Analyse de scénarios : quelles trajectoires possibles ?
Au vu des informations actuelles, trois scénarios principaux se dessinent pour l’évolution de l’Ethereum dans les prochaines semaines :
- Scénario neutre (le plus probable) : L’environnement de liquidité macro reste inchangé, sans dégradation ni amélioration marquée. Les achats on-chain (accumulation des baleines, par exemple) et la pression vendeuse (provenant des vendeurs paniqués ou des porteurs de longue date) s’équilibrent dans la fourchette 1 900–2 200 $. L’ETH consolide dans cette zone, absorbant la volatilité dans l’attente d’un catalyseur macro ou sectoriel. Ce scénario correspond à la prévision dominante d’une « faiblesse persistante ».
- Scénario baissier (deuxième probabilité) : Si la liquidité macro se contracte davantage (par exemple, sur fond de nouvelles anticipations de hausse des taux sur le yen ou d’une forte correction des marchés actions américains), ou si l’ETH casse avec volume le seuil des 1 900 $ voire le support majeur des 1 750 $, une rupture des supports mensuels pourrait déclencher des ventes techniques et des liquidations forcées, entraînant le prix vers la zone de demande des 1 500 $.

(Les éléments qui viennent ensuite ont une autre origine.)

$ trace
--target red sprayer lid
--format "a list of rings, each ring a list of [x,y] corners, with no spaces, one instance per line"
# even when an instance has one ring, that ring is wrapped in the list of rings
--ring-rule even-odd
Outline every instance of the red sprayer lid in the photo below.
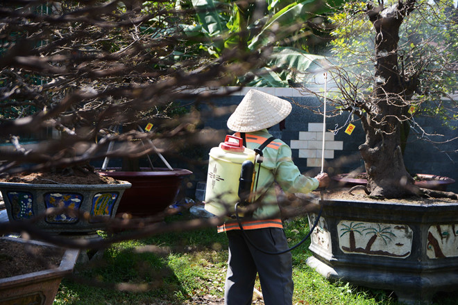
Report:
[[[241,138],[227,135],[226,136],[224,143],[221,143],[221,148],[224,150],[241,152],[245,149],[242,144]]]

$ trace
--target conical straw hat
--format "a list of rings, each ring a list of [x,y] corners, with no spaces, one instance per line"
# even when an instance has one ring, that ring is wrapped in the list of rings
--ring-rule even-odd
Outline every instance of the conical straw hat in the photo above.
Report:
[[[252,89],[229,117],[228,127],[239,132],[260,130],[283,121],[291,109],[289,102]]]

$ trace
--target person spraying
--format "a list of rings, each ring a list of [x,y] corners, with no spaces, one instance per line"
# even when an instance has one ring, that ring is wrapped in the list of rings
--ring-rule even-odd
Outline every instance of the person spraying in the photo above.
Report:
[[[244,97],[234,113],[228,120],[228,128],[235,132],[233,137],[241,139],[243,147],[241,153],[246,153],[249,159],[254,159],[253,184],[255,191],[249,200],[257,207],[249,216],[242,218],[244,234],[235,211],[225,206],[224,200],[205,197],[205,209],[217,216],[225,214],[230,218],[219,226],[219,232],[226,232],[229,243],[228,272],[225,284],[225,304],[244,305],[251,304],[253,292],[259,274],[264,304],[266,305],[291,305],[294,290],[292,280],[292,259],[290,252],[279,255],[269,255],[259,251],[247,241],[247,236],[255,241],[266,251],[281,252],[288,248],[280,207],[277,200],[275,186],[285,193],[307,193],[318,187],[326,187],[330,179],[327,173],[321,173],[315,177],[300,173],[291,159],[291,148],[279,139],[274,139],[268,128],[282,122],[289,114],[289,102],[257,90],[251,89]],[[262,162],[257,161],[262,147]],[[250,150],[258,150],[253,155]],[[210,154],[211,155],[211,154]],[[209,166],[211,182],[218,180],[217,168],[212,173]],[[239,179],[237,177],[237,179]],[[215,183],[207,180],[207,188]],[[211,193],[211,192],[209,192]]]

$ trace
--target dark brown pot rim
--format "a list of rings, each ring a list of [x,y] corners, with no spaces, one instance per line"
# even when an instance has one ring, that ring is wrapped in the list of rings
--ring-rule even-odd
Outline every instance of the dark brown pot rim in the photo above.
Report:
[[[101,175],[108,177],[164,177],[187,176],[192,174],[191,171],[183,168],[173,168],[170,171],[167,168],[155,168],[154,171],[148,168],[142,168],[139,171],[123,171],[121,168],[110,168],[106,171],[98,171]]]

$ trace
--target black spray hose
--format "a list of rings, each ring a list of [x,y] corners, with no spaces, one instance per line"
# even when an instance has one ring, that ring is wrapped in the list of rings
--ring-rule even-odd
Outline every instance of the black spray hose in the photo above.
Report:
[[[310,235],[312,235],[312,233],[313,231],[315,229],[315,227],[316,227],[316,225],[318,225],[318,222],[320,220],[320,217],[321,216],[321,212],[323,212],[323,203],[320,204],[320,211],[318,212],[318,216],[316,217],[316,220],[315,220],[315,223],[313,224],[313,226],[312,228],[310,228],[310,231],[304,237],[304,238],[298,242],[297,244],[295,245],[292,246],[291,247],[283,251],[280,251],[279,252],[270,252],[269,251],[265,251],[263,250],[262,249],[260,249],[259,247],[257,247],[256,245],[255,245],[253,241],[250,239],[250,238],[246,235],[246,232],[245,232],[245,230],[244,229],[242,225],[241,225],[241,220],[239,218],[239,212],[238,212],[238,208],[239,208],[239,202],[237,202],[235,204],[235,218],[237,218],[237,221],[239,223],[239,227],[240,228],[240,230],[241,231],[242,234],[244,234],[244,236],[246,239],[246,241],[248,241],[250,245],[251,245],[255,249],[256,249],[257,251],[264,253],[264,254],[269,254],[269,255],[280,255],[286,252],[289,252],[289,251],[291,251],[296,247],[299,247],[304,241],[305,241],[309,237],[310,237]]]

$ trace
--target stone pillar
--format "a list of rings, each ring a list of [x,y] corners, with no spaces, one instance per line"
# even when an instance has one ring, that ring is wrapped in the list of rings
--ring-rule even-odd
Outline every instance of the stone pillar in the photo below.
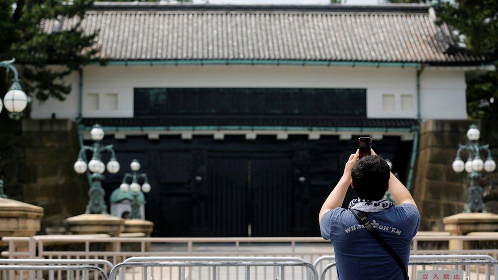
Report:
[[[451,235],[470,233],[498,232],[498,215],[491,213],[462,213],[443,219],[444,231]],[[450,250],[470,248],[466,242],[450,240]]]
[[[0,237],[33,236],[40,230],[41,207],[0,198]]]
[[[107,214],[84,214],[66,221],[73,234],[107,234],[115,237],[124,230],[123,219]]]
[[[466,172],[455,172],[452,163],[458,144],[465,143],[468,126],[474,123],[479,122],[429,120],[421,124],[413,197],[421,231],[441,231],[443,218],[463,211]]]

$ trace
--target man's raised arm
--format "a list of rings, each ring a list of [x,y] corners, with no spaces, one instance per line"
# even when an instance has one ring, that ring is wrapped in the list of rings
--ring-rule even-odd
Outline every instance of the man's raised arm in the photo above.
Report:
[[[347,191],[347,188],[351,183],[351,171],[353,167],[358,161],[359,155],[359,151],[357,150],[356,154],[352,154],[350,156],[350,158],[344,168],[342,177],[339,180],[337,185],[332,190],[332,192],[329,195],[329,197],[325,200],[323,205],[321,207],[321,210],[320,210],[320,214],[318,215],[318,221],[321,220],[321,217],[327,212],[334,208],[340,207],[342,205],[344,198],[346,196],[346,192]]]

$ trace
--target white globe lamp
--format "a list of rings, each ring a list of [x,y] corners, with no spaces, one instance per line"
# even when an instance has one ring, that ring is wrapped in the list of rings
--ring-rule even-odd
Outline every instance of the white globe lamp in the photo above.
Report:
[[[137,193],[140,191],[140,185],[136,183],[132,183],[130,185],[130,190],[132,192]]]
[[[467,160],[465,162],[465,171],[467,173],[472,173],[472,161]]]
[[[93,125],[92,130],[90,131],[90,136],[93,141],[101,141],[104,139],[104,130],[98,124]]]
[[[21,113],[28,106],[28,96],[20,89],[14,89],[14,84],[11,90],[7,92],[4,97],[5,109],[11,113]]]
[[[462,160],[455,160],[452,164],[452,167],[455,172],[460,173],[465,169],[465,164]]]
[[[107,163],[107,171],[111,174],[115,174],[119,171],[119,163],[115,159],[111,159],[111,161]]]
[[[472,170],[475,171],[480,172],[484,168],[484,162],[479,158],[476,158],[472,161]]]
[[[486,172],[493,172],[496,169],[496,163],[492,159],[488,159],[484,162],[484,170]]]
[[[470,125],[470,128],[467,131],[467,138],[470,141],[477,141],[481,137],[481,132],[477,129],[475,124]]]
[[[392,163],[391,162],[391,160],[389,160],[389,159],[386,159],[386,163],[387,163],[387,165],[389,165],[389,170],[392,169]]]
[[[130,164],[130,168],[131,168],[132,171],[137,171],[140,168],[140,163],[137,160],[133,160],[132,163]]]
[[[144,183],[144,184],[142,185],[142,191],[145,193],[151,191],[151,185],[148,183]]]
[[[78,159],[76,162],[74,163],[74,165],[73,166],[74,168],[74,171],[76,173],[78,174],[83,174],[86,172],[86,169],[87,168],[86,163],[82,159]]]
[[[122,192],[127,192],[130,190],[130,185],[123,183],[119,185],[119,190]]]

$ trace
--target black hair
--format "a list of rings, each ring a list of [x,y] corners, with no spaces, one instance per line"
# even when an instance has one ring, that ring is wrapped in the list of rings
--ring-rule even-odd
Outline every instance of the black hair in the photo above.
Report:
[[[389,165],[379,156],[366,156],[353,167],[351,177],[355,191],[362,199],[379,200],[384,197],[391,175]]]

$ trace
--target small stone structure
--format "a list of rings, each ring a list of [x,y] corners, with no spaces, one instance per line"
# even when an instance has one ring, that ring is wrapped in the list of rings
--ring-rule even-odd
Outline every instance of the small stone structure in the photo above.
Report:
[[[123,192],[118,188],[111,194],[109,198],[111,202],[111,215],[126,218],[127,214],[129,216],[132,212],[131,201],[133,199],[133,194],[131,191]],[[142,192],[138,193],[138,203],[140,204],[140,213],[142,217],[145,216],[145,197]]]
[[[35,235],[43,216],[41,207],[0,197],[0,238]]]

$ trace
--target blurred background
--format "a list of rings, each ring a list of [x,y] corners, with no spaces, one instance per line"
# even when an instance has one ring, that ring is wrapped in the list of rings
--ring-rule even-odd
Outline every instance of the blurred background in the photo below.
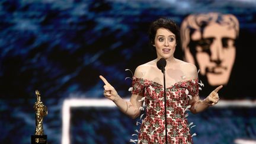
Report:
[[[98,76],[129,98],[132,81],[125,78],[133,75],[125,69],[134,72],[156,57],[147,35],[150,23],[168,17],[180,25],[189,14],[209,12],[234,15],[239,34],[221,101],[188,116],[196,125],[193,140],[256,143],[254,0],[1,1],[0,143],[30,143],[39,90],[48,108],[48,143],[130,143],[140,118],[128,117],[104,98]],[[180,47],[175,55],[184,56]]]

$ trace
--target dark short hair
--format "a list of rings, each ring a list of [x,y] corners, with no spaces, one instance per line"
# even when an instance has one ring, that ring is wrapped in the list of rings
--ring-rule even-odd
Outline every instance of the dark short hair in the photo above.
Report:
[[[180,43],[179,27],[172,20],[166,17],[161,17],[153,21],[149,26],[148,34],[151,44],[155,44],[155,37],[156,31],[160,28],[164,28],[171,31],[175,35],[176,43]]]

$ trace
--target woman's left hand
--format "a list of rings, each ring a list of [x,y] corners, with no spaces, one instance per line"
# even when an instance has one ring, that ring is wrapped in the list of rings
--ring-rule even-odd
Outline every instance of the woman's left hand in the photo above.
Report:
[[[219,86],[216,88],[214,91],[213,91],[204,100],[204,102],[209,105],[214,105],[216,104],[219,100],[219,94],[217,92],[223,87],[222,85]]]

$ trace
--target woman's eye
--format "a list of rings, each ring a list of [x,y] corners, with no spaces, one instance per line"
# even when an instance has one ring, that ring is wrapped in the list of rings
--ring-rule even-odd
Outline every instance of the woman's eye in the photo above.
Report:
[[[169,39],[169,41],[174,41],[174,38],[170,38],[170,39]]]
[[[159,41],[164,41],[164,39],[163,38],[159,38]]]

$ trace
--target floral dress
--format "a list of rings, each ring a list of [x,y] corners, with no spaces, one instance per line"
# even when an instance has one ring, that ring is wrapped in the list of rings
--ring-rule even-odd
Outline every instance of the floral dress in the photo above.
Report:
[[[156,82],[133,77],[132,93],[143,96],[146,117],[142,120],[138,143],[166,143],[163,86]],[[186,111],[188,100],[198,95],[198,79],[175,83],[166,88],[168,143],[192,143]],[[193,135],[195,135],[194,134]]]

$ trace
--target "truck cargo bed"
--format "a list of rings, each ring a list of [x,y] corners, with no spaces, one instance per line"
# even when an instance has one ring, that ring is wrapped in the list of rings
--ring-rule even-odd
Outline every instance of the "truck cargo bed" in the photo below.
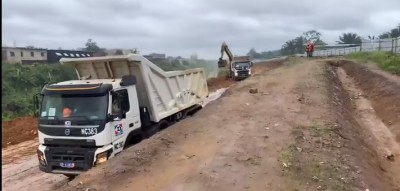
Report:
[[[201,105],[208,96],[202,68],[166,72],[138,54],[63,58],[60,62],[72,65],[80,79],[135,76],[139,105],[149,108],[150,118],[154,122],[193,105]]]

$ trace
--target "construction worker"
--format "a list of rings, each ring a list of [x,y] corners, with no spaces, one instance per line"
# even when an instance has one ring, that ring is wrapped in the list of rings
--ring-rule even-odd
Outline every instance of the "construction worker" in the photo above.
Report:
[[[307,43],[306,45],[306,52],[307,52],[307,57],[312,57],[312,53],[314,52],[314,43],[311,41]]]

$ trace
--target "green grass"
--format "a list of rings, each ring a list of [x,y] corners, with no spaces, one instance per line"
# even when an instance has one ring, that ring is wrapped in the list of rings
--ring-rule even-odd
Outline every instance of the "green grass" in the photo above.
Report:
[[[347,55],[347,58],[361,62],[375,62],[379,68],[393,74],[400,75],[400,56],[388,52],[356,52]]]

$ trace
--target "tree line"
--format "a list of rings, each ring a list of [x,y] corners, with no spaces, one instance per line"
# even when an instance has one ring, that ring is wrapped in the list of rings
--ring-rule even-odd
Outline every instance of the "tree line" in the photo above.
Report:
[[[312,40],[314,44],[318,46],[325,46],[326,43],[321,39],[322,34],[316,30],[310,30],[304,32],[302,35],[286,41],[279,50],[274,51],[263,51],[257,52],[254,48],[251,48],[247,53],[252,59],[270,59],[279,56],[303,54],[305,52],[305,44]],[[368,36],[371,40],[373,39],[385,39],[385,38],[397,38],[400,37],[400,23],[397,27],[378,35],[378,38],[374,36]],[[347,32],[343,33],[338,37],[338,44],[361,44],[362,38],[357,33]]]

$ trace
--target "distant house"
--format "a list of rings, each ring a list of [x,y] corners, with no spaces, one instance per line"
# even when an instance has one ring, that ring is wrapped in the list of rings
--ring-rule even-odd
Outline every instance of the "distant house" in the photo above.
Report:
[[[58,63],[61,58],[86,58],[93,53],[79,50],[47,50],[47,62]]]
[[[118,49],[118,48],[105,50],[107,55],[118,55],[119,51],[120,51],[120,53],[122,53],[122,55],[127,55],[127,54],[134,52],[134,50],[132,50],[132,49]]]
[[[149,56],[154,59],[165,59],[165,54],[157,54],[157,53],[152,53]]]
[[[47,49],[34,47],[2,47],[1,60],[12,64],[46,63]]]

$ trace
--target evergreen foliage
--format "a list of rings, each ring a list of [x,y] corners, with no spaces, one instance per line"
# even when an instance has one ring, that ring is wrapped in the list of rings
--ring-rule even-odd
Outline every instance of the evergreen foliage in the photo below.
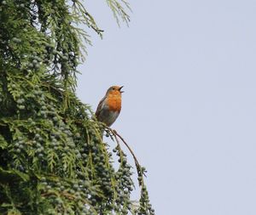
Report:
[[[124,0],[107,0],[129,21]],[[0,214],[154,214],[143,180],[139,207],[132,167],[118,142],[75,95],[77,66],[90,37],[100,36],[79,0],[0,0]]]

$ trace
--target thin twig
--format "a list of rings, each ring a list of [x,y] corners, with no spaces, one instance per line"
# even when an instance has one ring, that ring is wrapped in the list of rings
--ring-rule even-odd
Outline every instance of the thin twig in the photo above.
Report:
[[[141,180],[138,179],[139,184],[143,186],[143,185],[144,185],[143,175],[144,175],[144,176],[146,176],[146,175],[145,175],[144,173],[143,172],[142,167],[141,167],[141,165],[139,164],[139,162],[138,162],[138,161],[137,161],[137,157],[136,157],[134,152],[132,151],[132,150],[131,149],[131,147],[129,146],[129,144],[125,141],[125,139],[123,139],[123,137],[122,137],[120,134],[119,134],[119,133],[118,133],[115,130],[113,130],[113,129],[111,129],[111,128],[109,128],[109,127],[108,127],[108,129],[111,131],[111,133],[113,134],[113,136],[114,136],[114,138],[115,138],[115,140],[116,140],[117,144],[119,144],[119,140],[118,140],[118,138],[117,138],[117,137],[119,137],[119,138],[122,140],[122,142],[124,143],[124,144],[127,147],[127,149],[129,150],[129,151],[131,152],[131,156],[132,156],[132,157],[133,157],[133,159],[134,159],[134,161],[135,161],[135,166],[136,166],[137,170],[138,177],[141,178]]]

- Scénario haussier (le moins probable) : Si des évolutions techniques majeures telles que le « Strawmap » proposé par Vitalik venaient à susciter un engouement inattendu, combinées à des flux nets positifs sur les ETF Ethereum au comptant, cela pourrait restaurer la confiance dans la scalabilité à long terme de l’ETH. Dans ce cas, il faudrait une rupture franche au-dessus de 2 200 $ avec du volume pour inverser la tendance actuelle et enclencher une reprise à moyen terme.
Conclusion
En résumé, l’Ethereum se trouve actuellement à la croisée des chemins entre « reprise micro » et « pression macro ». L’accumulation par les baleines et les premiers signaux de demande institutionnelle forment un plancher pour les prix, mais la contraction globale de la liquidité et la fragilité de la confiance limitent l’ampleur et la vigueur de tout rebond. Tant qu’un retournement macroéconomique clair ou un nouveau récit porteur ne s’impose pas dans l’écosystème Ethereum, les prévisions d’une « faiblesse persistante dans les prochaines semaines » restent étayées par la logique et les données. Pour les acteurs du marché, adopter une stratégie prudente, axée sur l’évolution dans les bornes clés et patienter jusqu’à l’apparition d’un signal de rupture décisif, apparaît comme l’approche la plus rationnelle à ce stade.